ANGOLA — When planning its new facility, Cameron Memorial Community Hospital invested considerable time and research to provide an inpatient experience that puts the patient first, focusing on safety, comfort, and efficiency.
Cameron President/CEO Greg Burns says those investments were designed with one simple goal in mind: build on the hospital’s longstanding reputation for outstanding care while ensuring the facility is aligned with the needs of today’s families.
“We have built a name for delivering highly personal, high-quality, and high-value healthcare services for residents of our region, close to home,” says Burns. “The new design will allow us to continue that mission.”
One of the key features incorporated into the inpatient unit was a “same-handed” design.

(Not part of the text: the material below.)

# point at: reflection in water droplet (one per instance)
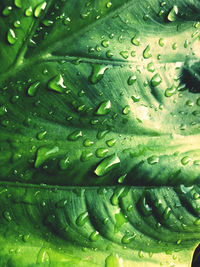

“Same-handed” design means that all 25 private inpatient rooms will look the same, unified in feel and flow, and will have the same equipment and supplies in the same location. Research conducted by the National Institutes of Health suggests that this more standardized, same- handed approach to healthcare yields more positive outcomes for patients and increased efficiencies for hospital staff.
The same-handed design also affects where beds are placed. Cameron Chief Operating Officer Connie McCahill explains that this provides several additional benefits.
“In the old design, the head of one patient bed backed up against the head of another patient bed, separated by only a wall,” McCahill says. “The same-handed design means patients no longer share a wall, improving quietness and privacy and thus promoting a healing environment.”
But it’s more than just peace and quiet. Research indicates private rooms boost safety and the ability to manage potential infection. Further, if a patient is placed in a room during the night, it won’t disturb the patient next door.
Aesthetically, the head of the patient’s bed will always be on the left wall, with headwalls situated at an angle. The rooms were deliberately designed this way to allow patients to see out their windows and enjoy natural light.
While patients are a priority for Cameron, McCahill says the hospital also kept the needs of visitors in mind.
“There will be a piece of furniture in every room that allows a visitor to relax while visiting and even stay overnight if needed,” says McCahill. “We selected top-of-the-line furniture designed to meet the needs of a healthcare facility while also offering a comfortable place for family members to rest. We want to promote a welcoming environment at Cameron—not only for our patients but also for their guests.”
Burns says that Cameron’s physicians and staff helped determine the patient room design by creating mock-ups and giving their input into what would be best from a comfort, quality, and privacy standpoint.
“Their feedback resulted in some changes that will make a big difference for our patients and their guests,” Burns says. “The process emphasized how much the building of the new Cameron Hospital has been a team effort.”